NOT UNDER LAW, UNDER GRACE

Romans 6:12-14

 

   Our first real exhortation in Romans is "Let not sin therefore reign in your mortal body, that you should obey it in the lusts thereof. Neither yield ye your members as instruments of unrighteousness unto sin: but yield yourselves unto God, as those that are alive from the dead., and your members as instruments of righteousness unto God. For sin shall not have dominion over you: for you are not under law, but under grace" (6:12-14). The features are: a negative exhortation: "Let not... Yield not...," a positive exhortation: "Yield yourselves... Yield your members..." and the assurance: "not under law, but under grace." The reign of sin and death is over so far as we are concerned. Why is this so? The true and only reason is that SIN & "DEATH have no more dominion over Him" (6:9). He died for sin and to sin. Death reigns only through sin, and "the sting of death is SIN" (1 Cor. 15:56). But in Christ, all that has passed. We are on resurrection ground, and can no longer be bondslaves to sin any more than Israel could be bondslaves to Pharaoh after crossing the Red Sea ! At that sea, Pharaoh died, his dominion ended. Israel were "baptized unto Moses in the cloud and in the sea," and were finally free to serve the Lord.

God said, "Let My son go that he may serve Me?" (Ex. 4:23) In this command lies the essential teaching of Romans    6:12-14. Their service as bondslaves yields to service as sons, law gives place to grace, Egypt yields to the wilderness, and brick-making for an idolatrous king gives place to building a tabernacle for the King of kings!

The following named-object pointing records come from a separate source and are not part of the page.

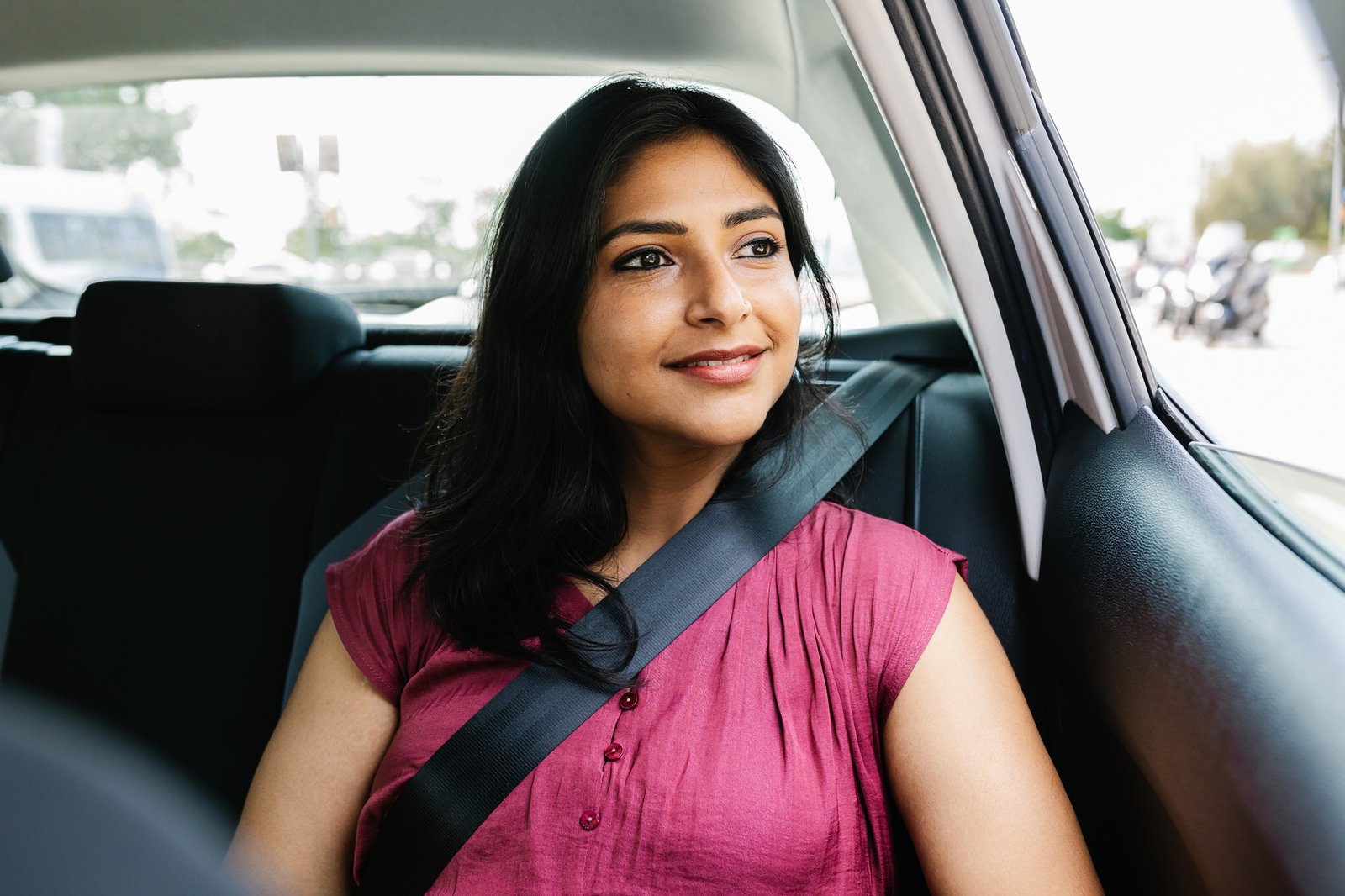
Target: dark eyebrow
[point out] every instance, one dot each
(669, 228)
(751, 214)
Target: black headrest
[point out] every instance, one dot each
(205, 346)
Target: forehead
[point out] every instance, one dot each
(683, 178)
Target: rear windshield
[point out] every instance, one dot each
(374, 188)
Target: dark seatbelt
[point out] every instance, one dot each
(488, 756)
(313, 598)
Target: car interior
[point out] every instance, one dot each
(174, 454)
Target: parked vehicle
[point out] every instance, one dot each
(1227, 287)
(65, 229)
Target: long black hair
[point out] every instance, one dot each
(522, 492)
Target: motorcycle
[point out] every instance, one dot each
(1230, 295)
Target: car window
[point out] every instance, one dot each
(376, 188)
(1205, 143)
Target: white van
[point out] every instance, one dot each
(64, 229)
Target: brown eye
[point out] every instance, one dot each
(760, 248)
(643, 260)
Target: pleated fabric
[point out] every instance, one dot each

   But we are warned against "the mortal body" and its "lusts." The body is mortal because of sin, and we possess just such a body because Adam sinned and was expelled from Eden . This body is the medium of deceitful and corrupting lusts of the "old man" (Eph. 4:23). But when we "put on the new man," we "walk in love" as "children of light" There Paul wrote about our newly yielded hands and mouth re-presenting our words and deeds which sum up most of our activities. In Ephesians as in Romans the focus is on service. We now walk in "newness of life" and serve in "newness of spirit." Our wonderful freedom and deliverance may be explained "not under law, under grace"!